ALINE DEDEYAN Rubrique

Fin ou gel des protocoles d’octobre 2009 ?


N’auraient-ils pas abouti à un cul de sac dépourvu de sens et de réalité, pré signés mais non ratifiés par les parties concernées, alors qu’ils étaient - du moins certains y croyaient - conçus pour normaliser les relations arméno turques « sans conditions préalables » - en vue d’un certain équilibre géopolitique dans le Sud Caucase.

Rédigés dans un langage bien en deçà des normes internationales, au final ils n’auraient servi que de catalyseurs mettant en lumière des positions antinomiques et des objectifs cachés. Autrement dit, véhiculant illusion et espoir, double langage et non-dits, une interprétation et son contraire, esclandre et stupéfaction.

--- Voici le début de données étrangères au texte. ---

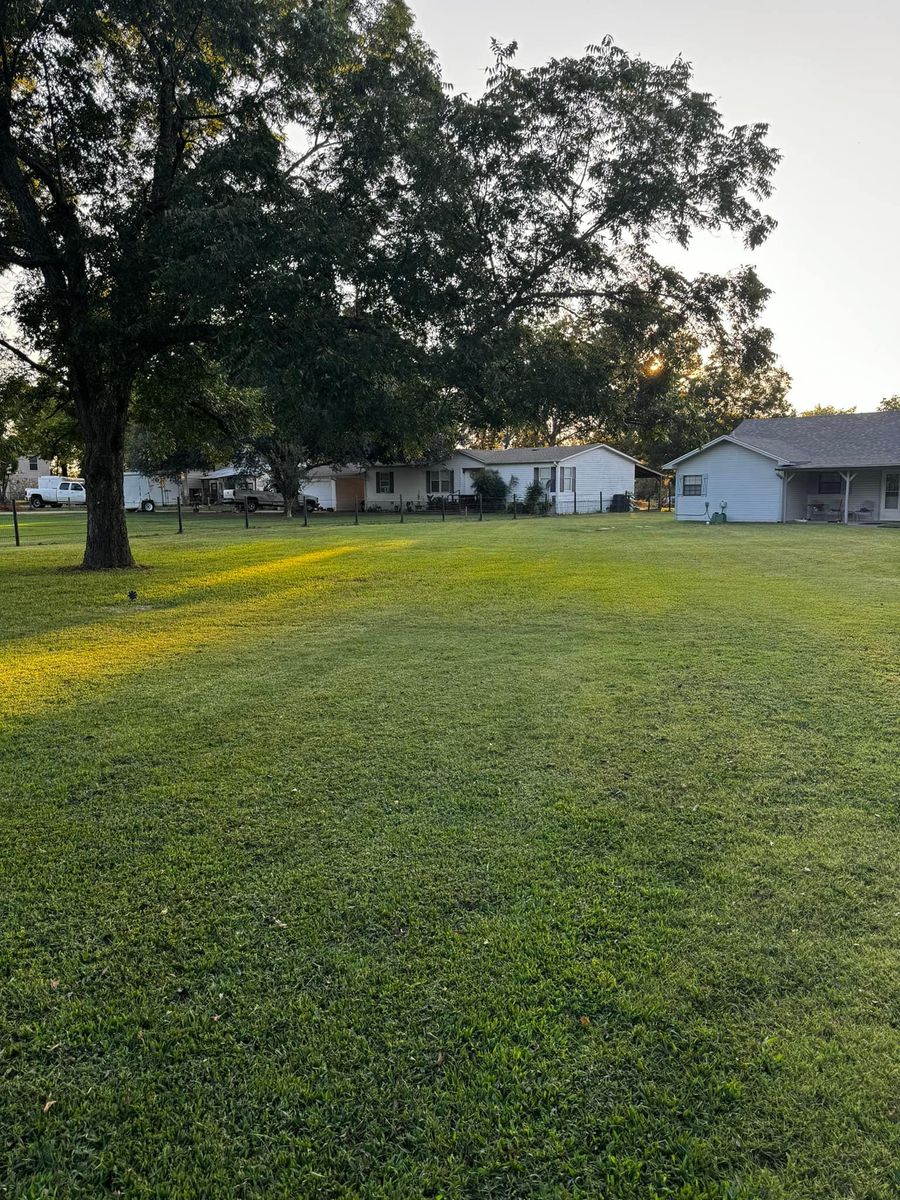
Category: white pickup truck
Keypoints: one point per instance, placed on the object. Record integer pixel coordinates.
(141, 493)
(55, 491)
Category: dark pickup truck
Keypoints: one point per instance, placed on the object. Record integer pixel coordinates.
(251, 501)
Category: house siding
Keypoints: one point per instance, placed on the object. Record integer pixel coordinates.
(599, 475)
(865, 490)
(745, 480)
(23, 477)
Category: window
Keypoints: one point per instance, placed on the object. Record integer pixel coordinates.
(691, 485)
(831, 483)
(546, 477)
(438, 480)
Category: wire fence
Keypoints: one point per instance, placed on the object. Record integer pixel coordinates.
(448, 507)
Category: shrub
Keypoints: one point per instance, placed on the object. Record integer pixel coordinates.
(535, 498)
(490, 485)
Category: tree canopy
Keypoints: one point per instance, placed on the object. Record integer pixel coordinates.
(291, 190)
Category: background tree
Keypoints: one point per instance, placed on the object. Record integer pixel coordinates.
(143, 166)
(165, 169)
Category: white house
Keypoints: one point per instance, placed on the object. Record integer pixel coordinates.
(582, 478)
(27, 473)
(841, 468)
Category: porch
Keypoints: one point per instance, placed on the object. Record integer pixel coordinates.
(844, 496)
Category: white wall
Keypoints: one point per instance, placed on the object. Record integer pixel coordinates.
(598, 473)
(323, 490)
(742, 478)
(803, 490)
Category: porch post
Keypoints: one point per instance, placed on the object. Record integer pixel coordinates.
(786, 477)
(847, 477)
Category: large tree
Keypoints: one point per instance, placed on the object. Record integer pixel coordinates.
(144, 161)
(167, 168)
(502, 249)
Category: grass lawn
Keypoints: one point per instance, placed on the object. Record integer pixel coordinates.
(552, 858)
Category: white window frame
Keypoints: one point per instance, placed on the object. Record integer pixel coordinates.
(697, 481)
(438, 480)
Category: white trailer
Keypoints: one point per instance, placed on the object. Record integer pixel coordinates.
(144, 495)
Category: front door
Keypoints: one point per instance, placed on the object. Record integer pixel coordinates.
(891, 496)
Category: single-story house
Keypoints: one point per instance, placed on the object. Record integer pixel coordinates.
(27, 473)
(336, 487)
(582, 478)
(843, 468)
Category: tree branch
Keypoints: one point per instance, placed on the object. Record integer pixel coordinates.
(28, 360)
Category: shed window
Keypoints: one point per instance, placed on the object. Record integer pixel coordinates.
(691, 485)
(439, 480)
(546, 477)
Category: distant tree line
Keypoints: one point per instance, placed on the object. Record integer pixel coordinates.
(271, 228)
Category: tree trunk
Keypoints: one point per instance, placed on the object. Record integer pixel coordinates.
(102, 425)
(286, 477)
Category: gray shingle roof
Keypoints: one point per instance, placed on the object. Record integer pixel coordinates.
(852, 439)
(537, 454)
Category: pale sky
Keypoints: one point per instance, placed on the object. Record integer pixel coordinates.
(826, 77)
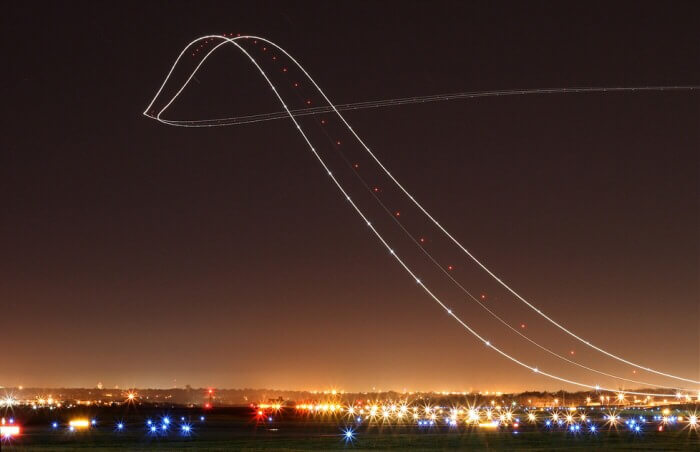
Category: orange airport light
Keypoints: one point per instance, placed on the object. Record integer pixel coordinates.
(8, 431)
(79, 423)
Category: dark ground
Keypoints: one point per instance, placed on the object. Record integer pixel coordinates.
(238, 429)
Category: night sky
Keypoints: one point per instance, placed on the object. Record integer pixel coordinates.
(136, 254)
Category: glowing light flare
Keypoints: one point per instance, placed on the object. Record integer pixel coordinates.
(401, 187)
(9, 431)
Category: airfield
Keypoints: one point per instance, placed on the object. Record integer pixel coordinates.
(254, 428)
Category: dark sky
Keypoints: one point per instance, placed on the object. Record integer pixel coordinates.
(138, 254)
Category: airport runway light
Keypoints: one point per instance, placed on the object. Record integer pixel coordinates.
(9, 431)
(78, 424)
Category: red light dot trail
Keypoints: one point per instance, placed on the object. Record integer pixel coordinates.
(376, 233)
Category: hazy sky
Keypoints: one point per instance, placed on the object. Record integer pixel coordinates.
(143, 255)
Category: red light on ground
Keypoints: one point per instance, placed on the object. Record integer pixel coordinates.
(9, 431)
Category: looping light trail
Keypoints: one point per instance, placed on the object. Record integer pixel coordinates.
(225, 40)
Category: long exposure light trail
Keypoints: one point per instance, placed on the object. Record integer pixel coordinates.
(357, 209)
(248, 119)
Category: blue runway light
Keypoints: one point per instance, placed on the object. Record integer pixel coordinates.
(348, 434)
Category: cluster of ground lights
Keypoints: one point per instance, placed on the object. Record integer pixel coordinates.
(418, 417)
(163, 426)
(509, 418)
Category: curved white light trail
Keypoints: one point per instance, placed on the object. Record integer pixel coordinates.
(226, 40)
(248, 119)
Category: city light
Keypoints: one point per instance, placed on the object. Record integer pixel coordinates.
(79, 423)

Pour l’une des parties la poursuite du négationnisme : quelle pertinence, sinon impertinence, de vouloir constituer un Comité d’historiens sur les événements de 1915-18 alors qu’aujourd’hui qu’il s’agisse de cadre national ou international, privé ou public rares sont ceux qui nient le génocide en s’y référant (sans toutefois nommer les auteurs) ; et, pour l’autre partie, bien que non impliquée dans les Protocoles, la récupération d’Artzakh, même par la force, brandissant le principe d’intégrité territoriale (en l’occurrence d’applicabilité partiale) en contrevenant au cessez-le feu de 1991 et aux accords de Madrid. (L’exécution tragique de Manvel Saribekyan se trouvant sur territoire azéri le prouve une fois de plus). Autrement dit, confirmant le statut quo ! Le scénario de gagnant/ perdant au lieu de gagnant/ gagnant.

Durant les longues rencontres en huis clos en Suisse sous l’omerta des médias, les négociateurs occidentaux que savaient-ils au juste ? Par qui et comment avaient-ils été briefés ? Comment expliquer un tel silence sur des faits politiques aussi importants pour la communauté internationale et les Arméniens du monde entier ? Quant au gouvernement arménien, pourquoi ne pas avoir sollicité les représentants de la diaspora à se joindre aux pour parlers au lieu de lui imposer un fait accompli de dernière minute en ne l’avisant qu’après la conclusion des accords - peu avant le jour J de leur signature à Zurich ?

Et, s’il s’agissait d’un accord multilatéral, pourquoi ne se serait-il pas fait sous l’égide de l’ONU et de ses comités politiques de manière compréhensive, alors qu’un accord de coopération économique et commercial (même militaire ?) levant le blocus et libérant les échanges sans but politique avéré aurait très bien pu être signé dans un cadre bilatéral.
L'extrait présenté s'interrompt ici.